Helaas zijn zowel de biografie die over Miaozong is geschreven als haar voordrachten verloren gegaan. Er is nog wel een verzameling van 43 commentaren van haar op koans van eerdere meesters. Tot op de dag van vandaag wordt ze in Japan geëerd.
https://terebess.hu/zen/mesterek/Zen-sourcebook.pdf
Zen Echoes: Classic Koans with Verse Commentaries by Three Female Chan Masters, Beata Grant, 2017, https://terebess.hu/zen/mesterek/echoes.pdf
Lady Qinguo (12e eeuw)
Eigenlijk weten we weinig meer over haar achtergrond dan dat ze de vrouw was van een belangrijke ambtenaar in de provincie Sichuan. Ze werd een van de zes vrouwelijke dharma-opvolgers van zenmeester Dahui, naast Miaodao en Miaozong. Ook bij Lady Qinguo gebruikte Dahui hua-t’ou, het intense mediteren en onderzoeken van slechts één korte zin. Ze kreeg van hem de zin ‘Een hond heeft geen boeddha-natuur’. Het bracht haar uiteindelijk tot groot ontwaken.
Twee Japanse zenmeester uit de 17e eeuw, Jifei Ruyi en Tiebi Huiji, gebruiken Lady Qinguo als voorbeeld om hun aristocratische leerlingen te bemoedigen dat het vrouw-zijn geen belemmering is voor realisatie.
https://terebess.hu/zen/mesterek/women.pdf
Wenzhao (leefde rond 1200)
Er is maar weinig bekend over Wenzhao. Ze werd geboren in een kustprovincie ten zuiden van Shanghai. Toen ze 17 jaar was werd ze non. Ze zwierf rond, beoefende bij diverse zenmeesters, en kreeg overdracht van Ganlu Zhongxuan. Ze is abdis van vijf kloosters geweest, waarbij ze de Vinaya traditie hervormde naar Chan. Ze zette haar leerlingen aan om hun boeddha-natuur te herkennen en te beoefenen voor alle wezens. Ze had minstens één mannelijke opvolger. Haar verhaal en voordrachten staan in The Comprehensive Record of the Transmission of the Lamp (Jiatai Pudeng Lu) uit circa 1204.
Miaohui (17e eeuw)
Ze werd geboren in Changzhou dat een kleine 200 km ten westen van Shanghai ligt, en kreeg de naam Zhang Ruyu. Als jonge vrouw trouwde ze, maar haar man stierf kort nadat ze getrouwd waren.

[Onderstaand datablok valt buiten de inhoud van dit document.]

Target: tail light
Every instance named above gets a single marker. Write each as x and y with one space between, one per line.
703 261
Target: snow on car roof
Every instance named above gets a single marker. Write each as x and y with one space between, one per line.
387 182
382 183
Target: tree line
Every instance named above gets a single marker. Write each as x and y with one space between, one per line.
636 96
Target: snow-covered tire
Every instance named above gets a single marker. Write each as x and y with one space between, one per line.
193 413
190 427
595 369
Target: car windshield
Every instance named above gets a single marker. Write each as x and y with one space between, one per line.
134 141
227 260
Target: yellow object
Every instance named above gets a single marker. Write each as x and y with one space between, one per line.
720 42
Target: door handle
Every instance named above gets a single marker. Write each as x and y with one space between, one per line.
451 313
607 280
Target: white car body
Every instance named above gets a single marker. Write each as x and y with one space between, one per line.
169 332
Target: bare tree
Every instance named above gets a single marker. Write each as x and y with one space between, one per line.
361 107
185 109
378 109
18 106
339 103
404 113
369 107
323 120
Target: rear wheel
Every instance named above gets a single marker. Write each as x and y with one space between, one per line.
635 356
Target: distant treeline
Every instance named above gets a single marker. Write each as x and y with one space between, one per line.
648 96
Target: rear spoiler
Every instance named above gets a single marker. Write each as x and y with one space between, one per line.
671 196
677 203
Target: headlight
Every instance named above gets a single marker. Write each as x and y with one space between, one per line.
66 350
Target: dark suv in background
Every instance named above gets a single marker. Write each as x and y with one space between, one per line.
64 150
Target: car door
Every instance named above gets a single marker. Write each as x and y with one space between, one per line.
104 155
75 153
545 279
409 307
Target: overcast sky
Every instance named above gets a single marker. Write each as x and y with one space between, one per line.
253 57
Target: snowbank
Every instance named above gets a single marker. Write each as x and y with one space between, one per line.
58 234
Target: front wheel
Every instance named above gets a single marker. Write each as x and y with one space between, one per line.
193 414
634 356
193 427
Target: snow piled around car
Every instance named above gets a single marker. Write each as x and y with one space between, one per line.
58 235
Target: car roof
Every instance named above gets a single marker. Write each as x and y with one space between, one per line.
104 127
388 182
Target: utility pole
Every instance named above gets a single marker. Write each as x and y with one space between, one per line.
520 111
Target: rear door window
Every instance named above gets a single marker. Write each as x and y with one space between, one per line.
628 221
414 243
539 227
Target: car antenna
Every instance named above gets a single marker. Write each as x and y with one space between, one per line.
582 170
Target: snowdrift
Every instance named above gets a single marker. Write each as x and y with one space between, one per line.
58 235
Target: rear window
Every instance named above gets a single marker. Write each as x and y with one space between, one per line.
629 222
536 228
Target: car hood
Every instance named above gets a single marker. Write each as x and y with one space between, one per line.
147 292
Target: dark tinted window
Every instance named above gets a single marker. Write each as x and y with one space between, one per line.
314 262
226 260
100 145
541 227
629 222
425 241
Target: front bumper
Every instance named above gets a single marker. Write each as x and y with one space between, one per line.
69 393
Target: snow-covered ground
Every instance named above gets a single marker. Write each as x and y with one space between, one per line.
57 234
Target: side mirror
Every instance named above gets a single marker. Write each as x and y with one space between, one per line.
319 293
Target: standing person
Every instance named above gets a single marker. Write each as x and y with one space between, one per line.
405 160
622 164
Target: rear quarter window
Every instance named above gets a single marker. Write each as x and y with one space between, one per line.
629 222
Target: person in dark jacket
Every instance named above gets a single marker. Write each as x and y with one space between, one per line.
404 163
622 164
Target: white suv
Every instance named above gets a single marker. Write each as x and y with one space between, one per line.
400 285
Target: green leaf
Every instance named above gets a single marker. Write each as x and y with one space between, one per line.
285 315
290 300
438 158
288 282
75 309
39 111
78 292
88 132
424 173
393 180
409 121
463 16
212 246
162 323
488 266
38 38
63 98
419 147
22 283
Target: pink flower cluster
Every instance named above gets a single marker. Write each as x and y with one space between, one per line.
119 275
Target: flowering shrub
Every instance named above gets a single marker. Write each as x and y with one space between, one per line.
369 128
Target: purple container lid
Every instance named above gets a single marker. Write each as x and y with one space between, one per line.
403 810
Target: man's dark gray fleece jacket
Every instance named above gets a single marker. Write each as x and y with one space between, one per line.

Haar ouders wilden dat ze hertrouwde, wat Zhang weigerde. Toen zowel haar vader als moeder overleden was, besloot ze om non te worden in het Prajna klooster in Changzhou waarbij ze de naam Miaohui kreeg. Ze was een bekend dichteres. In een van haar gedichten beschrijft ze hoe het leven in het klooster en de onderlinge, liefdevolle relaties haar tot ontwaken brachten. Miaohui werd een zenleraar met veel leerlingen. Ze overleed toen ze in de 80 was. Helaas zijn vrijwel al haar gedichten verloren gegaan.
Daughters of Emptiness: Poems of Chinese Buddhist Nuns, Beata Grant, 2012,
https://terebess.hu/zen/mesterek/daughters.pdf
Zhiyuan Xinggang (1597-1654)
Xinggang groeide op als enig kind in Jiaxing, zo’n 100 km ten zuid-westen van Shanghai. Ze was intelligent en had een talent voor het schrijven van poëzie. Ook hield ze zich van jongsaf aan met het boeddhisme bezig. Toen ze 18 jaar was, moest ze trouwen van haar ouders hoewel ze dat zelf niet wilde. Haar toekomstige echtgenoot overleed voordat het huwelijk voltrokken kon worden. Maar zoals gebruikelijk voor die tijd moest Xinggang bij haar schoonouders gaan wonen om aan haar verplichtingen te voldoen. Ze bleef doorgaan met de boeddhistische beoefening. Haar wens voor verdieping nam door de jaren heen toe, maar ook haar wanhoop omdat ze zich zo beperkt voelde en de tijd doortikte. Haar radeloosheid was uiteindelijk zo groot dat ze niet meer at of dronk. Zowel haar ouders als schoonouders stemden er daarom mee in om haar te ontslaan van de verplichting. Ze ontkwam echter niet aan de traditionele taak om zorg te dragen voor haar eigen vader en moeder. Xinggang had haar boeddhistische beoefening in huis kunnen vervolgen, maar ze wilde meer. Terwijl ze haar dagen wijdde aan de zorg voor haar ouders, zocht ze tevens onderricht bij diverse zenmeesters. Toen haar beide ouders overleden waren had ze de vrijheid om non te worden. Xinggang beoefende zeer intensief, waarbij ze periodes van diepe twijfel en frustratie kende. Uiteindelijk ontwaakte ze tijdens een dharma gesprek met haar zenmeester Shiche over het voeden en baren van haar spirituele embryo. Ze was toen 41 jaar.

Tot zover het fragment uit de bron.